As for the example with lists:
In [1]: smalllist = [0, 1, 2]
In [2]: biglist = [smalllist]
In [3]: biglist
Out[3]: [[0, 1, 2]]
Instead of In[1] and In[2], I might have written:
In [1]: biglist = [[0, 1, 2]]
In [2]: smalllist = biglist[0]
This is equivalent.
The important thing to see here, is that biglist is a list with one item. This one item is, of course, an object. The fact that it is a list does not conjure up some magic, it's just a simple object that happens to be a list, that we have attached to the name smalllist.
So, accessing biglist[i] is exactly the same as accessing smalllist, because they are the same object. We never made a copy, we passed the object.
In [14]: smalllist is biglist[0]
Out[14]: True
Because lists are mutable, we can change smallist, and see the change reflected in biglist. Why? Because we actually modified the object referred to by smallist. We still have the same object (apart from the fact that it's changed). But biglist will "see" that change because as its first item, it references that very same object.
In [4]: smalllist[0] = 3
In [5]: biglist
Out[5]: [[3, 1, 2]]
The same is true when we "double" the list:
In [11]: biglist *= 2
In [12]: biglist
Out[12]: [[0, 1, 2], [0, 1, 2]]
What happens is this: We have a list: [object1, object2, object3] (this is a general example)
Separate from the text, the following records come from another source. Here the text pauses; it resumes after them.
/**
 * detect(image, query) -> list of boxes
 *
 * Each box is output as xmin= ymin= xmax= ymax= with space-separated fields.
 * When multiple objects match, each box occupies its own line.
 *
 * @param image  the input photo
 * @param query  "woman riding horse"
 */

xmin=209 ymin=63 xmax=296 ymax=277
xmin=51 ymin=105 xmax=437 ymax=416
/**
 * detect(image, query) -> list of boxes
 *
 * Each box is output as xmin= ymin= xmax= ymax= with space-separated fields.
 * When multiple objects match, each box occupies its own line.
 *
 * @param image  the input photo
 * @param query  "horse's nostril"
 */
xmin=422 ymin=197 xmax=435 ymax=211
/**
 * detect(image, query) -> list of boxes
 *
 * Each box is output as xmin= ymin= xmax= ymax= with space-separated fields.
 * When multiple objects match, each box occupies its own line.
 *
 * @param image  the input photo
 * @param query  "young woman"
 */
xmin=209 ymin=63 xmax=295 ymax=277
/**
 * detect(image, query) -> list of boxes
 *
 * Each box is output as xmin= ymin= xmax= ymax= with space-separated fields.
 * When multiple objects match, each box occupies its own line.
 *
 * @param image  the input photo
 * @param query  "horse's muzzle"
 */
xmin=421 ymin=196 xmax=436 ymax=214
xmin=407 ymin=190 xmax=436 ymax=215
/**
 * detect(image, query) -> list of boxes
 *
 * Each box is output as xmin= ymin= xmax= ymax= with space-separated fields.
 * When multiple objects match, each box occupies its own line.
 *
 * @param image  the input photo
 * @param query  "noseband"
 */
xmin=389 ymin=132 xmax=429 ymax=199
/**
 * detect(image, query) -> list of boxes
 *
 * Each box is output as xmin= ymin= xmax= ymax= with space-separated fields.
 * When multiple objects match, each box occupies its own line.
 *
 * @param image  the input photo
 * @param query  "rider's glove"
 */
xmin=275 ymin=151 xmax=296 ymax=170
What we get is: [object1, object2, object3, object1, object2, object3]: It will just insert (i.e. modify "biglist") all of the items at the end of the list. Again, we insert objects, we do not magically create copies.
So when we now change an item inside the first item of biglist:
In [20]: biglist[0][0]=3
In [21]: biglist
Out[21]: [[3, 1, 2], [3, 1, 2]]
We could also just have changed smalllist, because for all intents and purposes, biglist could be represented as: [smalllist, smalllist] -- it contains the very same object twice.